Female Husbands: A Trans History
- Author: Jen Manion
- Language: English
- Genre: History
- Published: 2020
- Publisher: Cambridge University Press
- ISBN: 9781108652834
- Website: jenmanion.com

= Female Husbands: A Trans History =

2020 book by Jen Manion

Female Husbands: A Trans History is a history book about female husbands by Jen Manion, a professor of History and Sexuality, Women's and Gender Studies at Amherst College, published in 2020 by Cambridge University Press. The book won the Best Book prize from the British Association of Victorian Studies and was a finalist for the Lawrence W. Levine Award.

==Synopsis==
Manion reviews United States and United Kingdom historical material from 1746 to 1910, including newspapers and court records, to recount the lives of more than a dozen people who were assigned female and interacted with society as men, including some who married women.

==Reception==
In the Los Angeles Review of Books, Samuel Clowes Huneke writes, "A self-described 'lifelong LGBTQ rights advocate' and professor of history at Amherst College, Manion created not only a strikingly original portrait of individuals who, as [Manion] puts it, 'transed' gender in the 18th and 19th centuries, but also an impassioned cri de coeur for trans rights." In a review for The Guardian, Grace Lavery writes, "Attempts have been made to argue that 'reclaiming' transgender ancestors is ahistorical. Female Husbands demands a rethink of this position."

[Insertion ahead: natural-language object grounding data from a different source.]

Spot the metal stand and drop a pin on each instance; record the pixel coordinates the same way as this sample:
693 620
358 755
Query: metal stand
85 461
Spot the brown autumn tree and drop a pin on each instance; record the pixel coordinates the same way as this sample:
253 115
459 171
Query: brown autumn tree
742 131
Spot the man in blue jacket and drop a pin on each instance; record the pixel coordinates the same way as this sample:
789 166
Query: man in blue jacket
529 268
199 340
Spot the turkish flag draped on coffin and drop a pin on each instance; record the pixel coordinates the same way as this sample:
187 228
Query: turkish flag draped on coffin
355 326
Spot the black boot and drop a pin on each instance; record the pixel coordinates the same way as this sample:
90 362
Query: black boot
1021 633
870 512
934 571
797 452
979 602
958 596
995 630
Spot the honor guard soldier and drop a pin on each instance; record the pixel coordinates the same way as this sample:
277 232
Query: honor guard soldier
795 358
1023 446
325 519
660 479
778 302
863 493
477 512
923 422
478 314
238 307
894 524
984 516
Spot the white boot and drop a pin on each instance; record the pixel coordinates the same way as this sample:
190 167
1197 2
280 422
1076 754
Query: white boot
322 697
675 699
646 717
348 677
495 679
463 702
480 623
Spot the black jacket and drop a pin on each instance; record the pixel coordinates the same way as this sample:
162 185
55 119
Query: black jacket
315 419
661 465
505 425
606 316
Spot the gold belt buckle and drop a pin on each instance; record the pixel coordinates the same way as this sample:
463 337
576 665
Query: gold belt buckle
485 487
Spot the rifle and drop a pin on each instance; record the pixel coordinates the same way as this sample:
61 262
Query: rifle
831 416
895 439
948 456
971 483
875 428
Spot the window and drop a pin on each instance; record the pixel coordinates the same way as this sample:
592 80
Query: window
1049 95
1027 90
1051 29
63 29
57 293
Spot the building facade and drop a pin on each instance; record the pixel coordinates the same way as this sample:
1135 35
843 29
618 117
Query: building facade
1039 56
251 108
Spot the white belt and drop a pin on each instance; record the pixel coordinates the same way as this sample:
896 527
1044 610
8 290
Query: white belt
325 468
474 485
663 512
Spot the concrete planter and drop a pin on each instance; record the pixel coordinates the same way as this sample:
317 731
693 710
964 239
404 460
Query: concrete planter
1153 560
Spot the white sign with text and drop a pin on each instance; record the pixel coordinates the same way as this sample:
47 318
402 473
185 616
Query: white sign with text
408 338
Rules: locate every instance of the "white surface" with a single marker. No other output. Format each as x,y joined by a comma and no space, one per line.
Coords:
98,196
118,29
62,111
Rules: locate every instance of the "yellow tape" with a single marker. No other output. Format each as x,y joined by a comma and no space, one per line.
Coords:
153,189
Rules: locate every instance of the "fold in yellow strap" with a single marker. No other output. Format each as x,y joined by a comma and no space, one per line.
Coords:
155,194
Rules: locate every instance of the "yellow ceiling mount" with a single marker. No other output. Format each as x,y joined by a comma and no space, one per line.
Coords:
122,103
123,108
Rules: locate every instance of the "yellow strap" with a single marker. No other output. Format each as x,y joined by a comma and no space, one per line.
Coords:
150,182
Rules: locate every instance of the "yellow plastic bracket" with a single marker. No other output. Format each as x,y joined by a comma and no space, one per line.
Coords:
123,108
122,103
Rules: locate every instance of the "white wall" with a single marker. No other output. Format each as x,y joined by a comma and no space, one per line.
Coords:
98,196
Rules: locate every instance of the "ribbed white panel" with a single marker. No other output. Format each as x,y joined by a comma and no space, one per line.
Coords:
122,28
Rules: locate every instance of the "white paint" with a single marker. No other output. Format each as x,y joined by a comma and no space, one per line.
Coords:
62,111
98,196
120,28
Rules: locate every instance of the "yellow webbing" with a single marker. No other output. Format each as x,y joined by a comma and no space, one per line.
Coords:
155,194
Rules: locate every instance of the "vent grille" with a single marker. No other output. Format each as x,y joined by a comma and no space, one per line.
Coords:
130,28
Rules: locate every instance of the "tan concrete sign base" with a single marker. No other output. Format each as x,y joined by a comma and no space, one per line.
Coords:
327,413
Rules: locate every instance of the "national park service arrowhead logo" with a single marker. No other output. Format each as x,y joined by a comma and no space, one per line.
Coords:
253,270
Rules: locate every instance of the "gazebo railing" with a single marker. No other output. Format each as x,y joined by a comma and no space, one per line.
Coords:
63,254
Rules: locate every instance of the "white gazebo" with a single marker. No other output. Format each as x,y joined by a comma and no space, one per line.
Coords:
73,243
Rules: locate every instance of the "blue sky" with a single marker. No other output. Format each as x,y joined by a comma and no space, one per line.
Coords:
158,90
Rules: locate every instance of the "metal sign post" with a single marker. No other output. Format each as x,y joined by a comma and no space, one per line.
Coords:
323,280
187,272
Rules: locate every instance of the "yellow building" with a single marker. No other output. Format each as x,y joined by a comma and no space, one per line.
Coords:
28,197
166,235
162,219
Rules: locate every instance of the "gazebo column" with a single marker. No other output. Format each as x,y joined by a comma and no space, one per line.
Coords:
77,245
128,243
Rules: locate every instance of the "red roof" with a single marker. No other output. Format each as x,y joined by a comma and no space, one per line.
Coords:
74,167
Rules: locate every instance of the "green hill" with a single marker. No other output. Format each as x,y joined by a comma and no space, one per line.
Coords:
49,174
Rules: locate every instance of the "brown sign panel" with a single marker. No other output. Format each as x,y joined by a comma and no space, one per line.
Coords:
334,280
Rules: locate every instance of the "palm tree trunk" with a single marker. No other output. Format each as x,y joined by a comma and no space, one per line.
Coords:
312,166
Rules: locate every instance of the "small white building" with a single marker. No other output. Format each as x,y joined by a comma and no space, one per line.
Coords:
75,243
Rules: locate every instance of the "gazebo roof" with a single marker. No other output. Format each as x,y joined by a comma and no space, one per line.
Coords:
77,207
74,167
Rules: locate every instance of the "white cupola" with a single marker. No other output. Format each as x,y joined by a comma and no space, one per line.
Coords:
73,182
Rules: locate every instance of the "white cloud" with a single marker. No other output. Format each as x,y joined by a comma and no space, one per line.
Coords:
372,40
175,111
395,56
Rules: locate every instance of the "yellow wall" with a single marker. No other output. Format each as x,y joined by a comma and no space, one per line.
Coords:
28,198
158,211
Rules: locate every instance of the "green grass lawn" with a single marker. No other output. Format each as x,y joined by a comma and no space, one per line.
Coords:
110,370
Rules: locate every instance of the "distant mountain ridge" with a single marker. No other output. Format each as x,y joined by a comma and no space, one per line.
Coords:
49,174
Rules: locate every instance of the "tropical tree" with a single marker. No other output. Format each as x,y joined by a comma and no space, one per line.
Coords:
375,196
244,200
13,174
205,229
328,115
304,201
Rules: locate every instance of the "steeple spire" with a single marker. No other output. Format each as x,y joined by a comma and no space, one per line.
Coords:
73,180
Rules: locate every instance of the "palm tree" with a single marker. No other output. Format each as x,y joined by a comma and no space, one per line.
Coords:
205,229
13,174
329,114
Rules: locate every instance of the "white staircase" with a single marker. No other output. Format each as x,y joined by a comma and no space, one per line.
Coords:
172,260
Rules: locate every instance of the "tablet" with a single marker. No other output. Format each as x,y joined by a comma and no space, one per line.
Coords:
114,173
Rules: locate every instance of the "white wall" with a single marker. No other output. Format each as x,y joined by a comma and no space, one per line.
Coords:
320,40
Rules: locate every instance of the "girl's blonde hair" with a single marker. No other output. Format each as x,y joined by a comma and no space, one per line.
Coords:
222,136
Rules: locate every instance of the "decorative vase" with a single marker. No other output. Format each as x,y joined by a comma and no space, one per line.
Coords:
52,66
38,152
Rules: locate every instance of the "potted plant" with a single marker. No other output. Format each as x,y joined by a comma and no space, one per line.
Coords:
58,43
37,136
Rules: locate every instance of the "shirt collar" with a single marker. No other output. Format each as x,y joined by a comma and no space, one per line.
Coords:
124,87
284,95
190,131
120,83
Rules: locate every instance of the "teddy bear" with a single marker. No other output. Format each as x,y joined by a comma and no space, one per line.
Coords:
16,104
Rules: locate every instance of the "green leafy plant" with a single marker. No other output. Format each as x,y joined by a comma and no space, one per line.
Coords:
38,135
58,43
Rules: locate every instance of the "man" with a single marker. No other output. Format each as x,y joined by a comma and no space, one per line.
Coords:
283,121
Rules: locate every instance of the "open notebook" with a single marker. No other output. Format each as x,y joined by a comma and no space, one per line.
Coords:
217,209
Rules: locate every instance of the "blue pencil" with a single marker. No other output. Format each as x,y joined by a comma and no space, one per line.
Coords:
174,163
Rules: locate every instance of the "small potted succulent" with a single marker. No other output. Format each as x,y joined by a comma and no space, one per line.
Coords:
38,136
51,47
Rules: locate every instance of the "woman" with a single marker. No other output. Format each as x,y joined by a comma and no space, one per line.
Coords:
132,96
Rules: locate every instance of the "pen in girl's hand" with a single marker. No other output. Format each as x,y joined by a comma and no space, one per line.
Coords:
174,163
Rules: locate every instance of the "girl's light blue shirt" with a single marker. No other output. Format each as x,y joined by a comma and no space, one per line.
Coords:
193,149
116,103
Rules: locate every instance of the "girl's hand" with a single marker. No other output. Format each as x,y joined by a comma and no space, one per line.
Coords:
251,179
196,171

James Yukiko Mulder writes for Women's Review of Books, "Manion's skill and care as a narrator of this story is palpable throughout the book. In Female Husbands, these figures from the historical past are shown to be complex, often ingenious individuals who labored to maintain the stability of their various social and economic positions and proved resilient when their lives and bodies were placed under public scrutiny." Eileen Gonzalez writes for Foreword Reviews, "Public reactions to outed female husbands were often hostile and mocking. Manion is sympathetic and respectful, according them the humanity they have long been denied."

In The English Historical Review, Emily Rutherford writes, "Manion is sensitive to the part that female husbands played in shoring up white, imperial heteronormativity: showing how a respectable working-class identity was much less available to African-American female husbands, and how female husbands participated in a genocidal settler-colonial project that, among other things, eradicated Indigenous North American ways of understanding gender variance. As more scholars pursue research along these lines, their findings might frustrate our desires to find stories about gender and sexuality in the past that affirm our present-day identity categories and politics." In a Journal of Victorian Culture review, Billie-Gina Thomason writes "Female Husbands demonstrates that gender nonconformity and 'transing gender' is not a new phenomenon and highlights how much more can and will be done to historicize trans lives." Cay Wren writes for Manhattan Book Review, "The predominance of trans history has come from a place of asylum records and violent newspaper headlines. This inherited trauma is still being incrementally rewritten in the LGBTQ community today, and Manion's literary treatment of the historical figures found in the pages of this book I believe will serve as a crucial continuation of that healing."

In a review for History Today, Catherine Baker writes, "When Manion refers to the book's subjects as 'they', it is not to cram them into a 21st-century non-binary identity, but to convey the boundlessness with which the 20th-century writer Leslie Feinberg wrote of gender: to force them into female categories they demonstrably rejected in life traduces their efforts, yet too many of the husbands moved between male and female gender expressions for 'he' to apply to them all. By holding 'the gender that people embraced, negotiated and became during their lives' as the closest historians can come to truth, Manion's writing is a beacon for representing gender variance in the past." In the London Review of Books, Sharon Marcus writes, "Then as now, conservatives feared that the many would follow the few. In 1837, a religious conservative in Boston warned that what Manion calls 'transing' might 'become universal'. In the 1860s, US states and cities began to enact laws that made it a crime for women to dress as men and men as women." In The Guardian, Gabrielle Bellot writes, "While Manion's book is only a narrow geographic snapshot of such figures, it underscores their prevalence in the past, as well as the still-radical notion that transgender people, like me, are worthy of love and respect."